Kraken look less threatening after conservative expansion-draft approach
The Kraken passed on most of the available big-name stars and made no side trades Wednesday, demonstrating GM Ron Francis’ aversion to risk.
Seattle Kraken general manager Ron Francis developed a reputation for conservatism during a seven-year run as the Hurricanes’ GM.
That same tack — reflected in Carolina through his cautious approach to offseason signings and trades as well as his preference for a strong defense over a strong offense — was evident during the expansion draft Wednesday.
The Kraken always were expected to pass on many of the big-name, big-contract players exposed in the draft, but they passed on almost all of them. Carey Price, Vladimir Tarasenko, James van Riemsdyk, Ryan Johansen, Matt Duchene, Adam Henrique, Max Domi and many others remain with their teams.
Instead, the Kraken assembled a roster that barely eclipsed the $48.9 million salary-cap minimum. That leaves them with well above $25 million to spend the rest of the offseason and a rather underwhelming initial expansion draft class.
For every upper-end player the Kraken did bite on, they made an obscure off-the-board pick elsewhere.
Forwards Jordan Eberle (Islanders), Calle Jarnkrok (Predators), Jared McCann (Maple Leafs) and Yanni Gourde (Lightning), defensemen Mark Giordano (Flames), Vince Dunn (Blues) and Adam Larsson (Oilers) and goaltenders Chris Driedger (Panthers) and Vitek Vanecek (Capitals) should be solid pieces. Eberle, Gourde and Giordano were, in fact, the only players the Kraken took with cap hits over $5 million.
The selections of John Quenneville (Blackhawks), Carsen Twarynski (Flyers), Gavin Bayreuther (Blue Jackets), Kurtis MacDermid (Kings) and Morgan Geekie (Hurricanes) were major surprises, though.
It initially seemed likely that the Kraken had made those picks because of side deals. The Golden Knights made 10 side deals during the 2017 expansion draft, acquiring many of their eventual stars through that process, and the Kraken reportedly were asking sky-high prices in side-deal negotiations leading up to Wednesday. But no such trades happened, per CapFriendly.
The clear focus of the Kraken team assembled so far is keeping the puck out of the net.
Of the 19 skaters they picked who played regularly in the NHL last year, 12 had better defensive than offensive results last season (measuring by even-strength scoring chance rates per minute, for and against).
Only three — Eberle, Gourde and Donskoi — ranked among the top 200 league-wide in scoring-chances-for rate. Five —Jamie Oleksiak (Stars), Haydn Fleury (Ducks), Brandon Tanev (Penguins), McCann and Geekie —ranked among the top 100 in scoring-chances-against rate.
The goaltending should be a strength. Driedger feels ready to be a No. 1 goalie after his breakout year in Florida — he went 14-6-3 with a .927 save percentage. Vanecek also handled starting duties for much of last season as a rookie and, along with Joey Daccord (Senators), provides solid depth.
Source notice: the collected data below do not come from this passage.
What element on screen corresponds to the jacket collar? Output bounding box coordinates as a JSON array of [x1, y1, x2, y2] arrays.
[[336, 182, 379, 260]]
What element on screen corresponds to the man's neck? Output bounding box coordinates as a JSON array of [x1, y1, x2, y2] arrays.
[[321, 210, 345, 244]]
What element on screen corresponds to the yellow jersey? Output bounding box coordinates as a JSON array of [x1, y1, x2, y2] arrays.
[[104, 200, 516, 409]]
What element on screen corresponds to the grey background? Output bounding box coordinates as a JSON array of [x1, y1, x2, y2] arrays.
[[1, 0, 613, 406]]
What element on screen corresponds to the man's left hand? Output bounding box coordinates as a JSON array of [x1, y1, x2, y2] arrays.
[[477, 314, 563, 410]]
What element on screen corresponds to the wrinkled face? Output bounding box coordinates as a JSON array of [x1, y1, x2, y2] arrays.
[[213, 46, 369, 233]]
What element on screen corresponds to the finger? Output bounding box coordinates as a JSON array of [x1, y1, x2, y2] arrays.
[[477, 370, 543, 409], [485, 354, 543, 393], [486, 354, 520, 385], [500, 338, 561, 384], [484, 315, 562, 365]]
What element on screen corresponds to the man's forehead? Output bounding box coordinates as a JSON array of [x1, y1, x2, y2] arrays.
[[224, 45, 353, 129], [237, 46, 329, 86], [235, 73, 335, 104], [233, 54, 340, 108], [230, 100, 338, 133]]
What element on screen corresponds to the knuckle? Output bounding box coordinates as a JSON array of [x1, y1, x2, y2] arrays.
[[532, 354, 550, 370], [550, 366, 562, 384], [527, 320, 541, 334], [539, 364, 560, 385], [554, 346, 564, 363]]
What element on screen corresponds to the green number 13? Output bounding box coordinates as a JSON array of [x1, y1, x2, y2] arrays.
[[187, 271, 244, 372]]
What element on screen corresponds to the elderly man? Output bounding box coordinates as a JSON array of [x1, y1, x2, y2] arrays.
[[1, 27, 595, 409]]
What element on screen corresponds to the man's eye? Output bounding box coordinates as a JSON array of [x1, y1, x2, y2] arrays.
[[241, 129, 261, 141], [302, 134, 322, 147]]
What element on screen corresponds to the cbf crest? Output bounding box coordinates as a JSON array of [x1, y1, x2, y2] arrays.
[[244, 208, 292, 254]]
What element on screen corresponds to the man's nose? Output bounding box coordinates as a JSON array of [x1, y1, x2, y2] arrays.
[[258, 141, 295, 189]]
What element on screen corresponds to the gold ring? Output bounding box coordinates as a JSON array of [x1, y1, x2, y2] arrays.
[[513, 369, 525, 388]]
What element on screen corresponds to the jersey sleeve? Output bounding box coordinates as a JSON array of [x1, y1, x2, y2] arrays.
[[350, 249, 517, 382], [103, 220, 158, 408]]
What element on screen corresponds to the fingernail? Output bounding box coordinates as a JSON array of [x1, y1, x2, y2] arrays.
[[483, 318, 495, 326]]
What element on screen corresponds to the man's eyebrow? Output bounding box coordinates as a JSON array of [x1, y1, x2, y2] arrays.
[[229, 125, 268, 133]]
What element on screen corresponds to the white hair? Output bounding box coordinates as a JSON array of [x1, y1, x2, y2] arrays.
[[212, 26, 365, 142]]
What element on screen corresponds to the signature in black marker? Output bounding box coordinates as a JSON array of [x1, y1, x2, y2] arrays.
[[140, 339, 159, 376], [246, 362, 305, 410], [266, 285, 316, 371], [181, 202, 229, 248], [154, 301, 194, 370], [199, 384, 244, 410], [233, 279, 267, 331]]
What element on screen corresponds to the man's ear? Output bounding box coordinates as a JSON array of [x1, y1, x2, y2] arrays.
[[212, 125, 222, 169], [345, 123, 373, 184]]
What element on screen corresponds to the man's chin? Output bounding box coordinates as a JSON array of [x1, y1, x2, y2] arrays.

The full Kraken team hasn’t been assembled, however, and it would be shocking if Francis didn’t weaponize the generous cap space he preserved. The Flyers and Lightning remain desperate to unload large contracts this offseason, and the Kraken could help them out, for a price.
Francis also will be able to supplement his team with the No. 2 overall pick in the draft Friday. That selection will reveal more about his team-building mentality, too. With the Hurricanes, four of his six first-round picks were defensemen.
The Kraken also could be big players in free agency next week — after all, three of their biggest splashes (Larsson, Oleksiak and Driedger) were pending unrestricted free agents. Signing Avalanche captain and pending UFA Gabriel Landeskog, for instance, would instantly alter the Year 1 outlook.
But at least after one day of team-building, the NHL’s newest franchise doesn’t look quite as good — and certainly doesn’t look nearly as aggressive — as expected.